If you get a chance to see this film before sunday’s Oscars ceremony, do so. That’s pretty much the recommendation I can make about this deeply dark and humourous film. I had heard good things about it but confess that I hadn’t realised it had scooped a fair haul of BAFTAs recently, including one for best original screenplay. I feel vindicated now as when the credits started rolling, I turned to my wife and said “That was a superbly written film”.

The story is very easy to describe: a middle class American family drive from their home in Albuquerque to California so that their daughter can take part in a beauty pageant. So far, so nauseating. But this is by no means a heart warming tale of achievement and success in the vacuous world of highly questionable pre-teen popularity contests. To call the family in question a bit dysfunctional would be like describing Idi Amin as not a very nice man.

For a moderately low budget film, costing only $8m to make, the cast is surprisingly recognisable. Alan Arkin has a BAFTA winning turn as the foul-mouthed grandfather, Greg Kinnear and Toni Collette the parents and 10 year old Abigail Breslin, who we first saw in Signs alongside Mel Gibson and Joachim Phoenix, puts in a wonderful (oscar nominated) performance as Olive, the aspiring beauty queen daughter.

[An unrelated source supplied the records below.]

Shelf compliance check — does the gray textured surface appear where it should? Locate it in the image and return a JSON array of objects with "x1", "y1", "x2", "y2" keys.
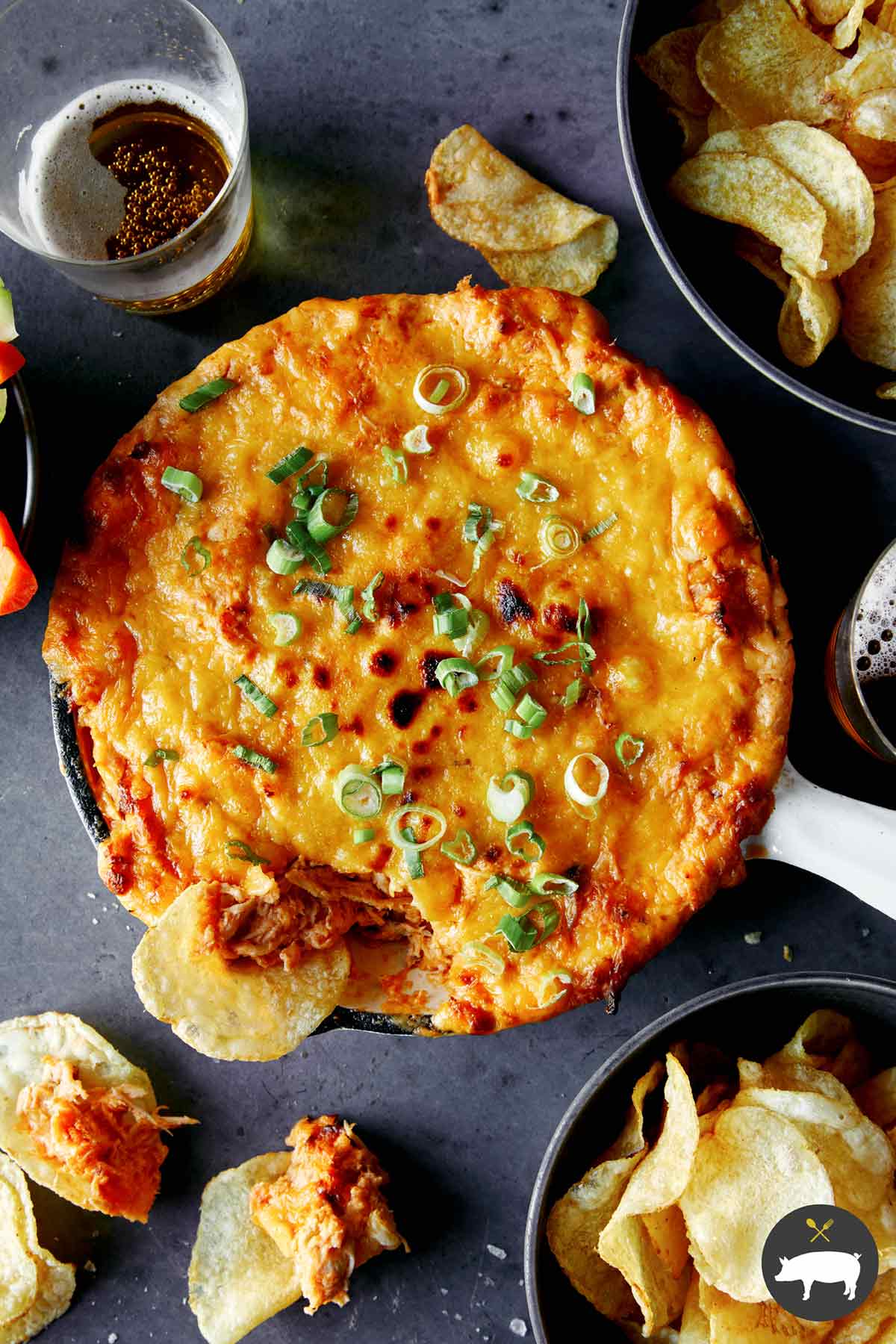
[{"x1": 0, "y1": 0, "x2": 896, "y2": 1344}]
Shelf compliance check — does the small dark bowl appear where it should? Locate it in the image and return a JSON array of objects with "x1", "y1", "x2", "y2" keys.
[
  {"x1": 525, "y1": 971, "x2": 896, "y2": 1344},
  {"x1": 0, "y1": 373, "x2": 37, "y2": 551},
  {"x1": 617, "y1": 0, "x2": 896, "y2": 434}
]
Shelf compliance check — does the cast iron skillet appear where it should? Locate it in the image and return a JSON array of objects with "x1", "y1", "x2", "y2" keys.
[
  {"x1": 617, "y1": 0, "x2": 896, "y2": 434},
  {"x1": 525, "y1": 971, "x2": 896, "y2": 1344}
]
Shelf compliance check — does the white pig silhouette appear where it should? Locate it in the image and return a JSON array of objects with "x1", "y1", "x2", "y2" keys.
[{"x1": 775, "y1": 1251, "x2": 861, "y2": 1302}]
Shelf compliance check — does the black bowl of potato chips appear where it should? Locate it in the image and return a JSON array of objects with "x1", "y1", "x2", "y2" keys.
[
  {"x1": 617, "y1": 0, "x2": 896, "y2": 434},
  {"x1": 525, "y1": 973, "x2": 896, "y2": 1344}
]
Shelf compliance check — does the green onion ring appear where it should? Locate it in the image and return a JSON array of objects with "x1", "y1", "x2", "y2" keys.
[
  {"x1": 387, "y1": 803, "x2": 447, "y2": 853},
  {"x1": 485, "y1": 770, "x2": 535, "y2": 827},
  {"x1": 414, "y1": 364, "x2": 470, "y2": 415},
  {"x1": 301, "y1": 714, "x2": 338, "y2": 747}
]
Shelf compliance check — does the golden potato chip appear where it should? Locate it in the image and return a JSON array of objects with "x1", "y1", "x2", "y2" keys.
[
  {"x1": 679, "y1": 1105, "x2": 834, "y2": 1310},
  {"x1": 547, "y1": 1060, "x2": 664, "y2": 1322},
  {"x1": 0, "y1": 1012, "x2": 167, "y2": 1208},
  {"x1": 637, "y1": 23, "x2": 712, "y2": 117},
  {"x1": 697, "y1": 0, "x2": 846, "y2": 126},
  {"x1": 426, "y1": 126, "x2": 600, "y2": 252},
  {"x1": 598, "y1": 1054, "x2": 700, "y2": 1334},
  {"x1": 700, "y1": 121, "x2": 874, "y2": 279},
  {"x1": 133, "y1": 882, "x2": 351, "y2": 1059},
  {"x1": 778, "y1": 276, "x2": 839, "y2": 368},
  {"x1": 482, "y1": 215, "x2": 619, "y2": 294},
  {"x1": 700, "y1": 1280, "x2": 830, "y2": 1344},
  {"x1": 190, "y1": 1152, "x2": 302, "y2": 1344},
  {"x1": 669, "y1": 151, "x2": 827, "y2": 276},
  {"x1": 841, "y1": 187, "x2": 896, "y2": 370}
]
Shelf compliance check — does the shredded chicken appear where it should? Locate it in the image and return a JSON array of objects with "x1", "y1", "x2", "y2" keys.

The humour in this film is dry and bleak - more slapstick than The Royal Tenenbaums but considerably more subtle and intelligent than, say, a run of the mill Steve Martin family comedy. There were moments which were so deliciously absurd that I laughed out loud. This film deserves a batch of Oscars in my humble opinion, the first of which should be for the writing which was inventive and witty. I doubt it will get the gong for Best Film but I do very much hope that young Miss Breslin gets the one for best supporting actress as she is solid and believable all the way through.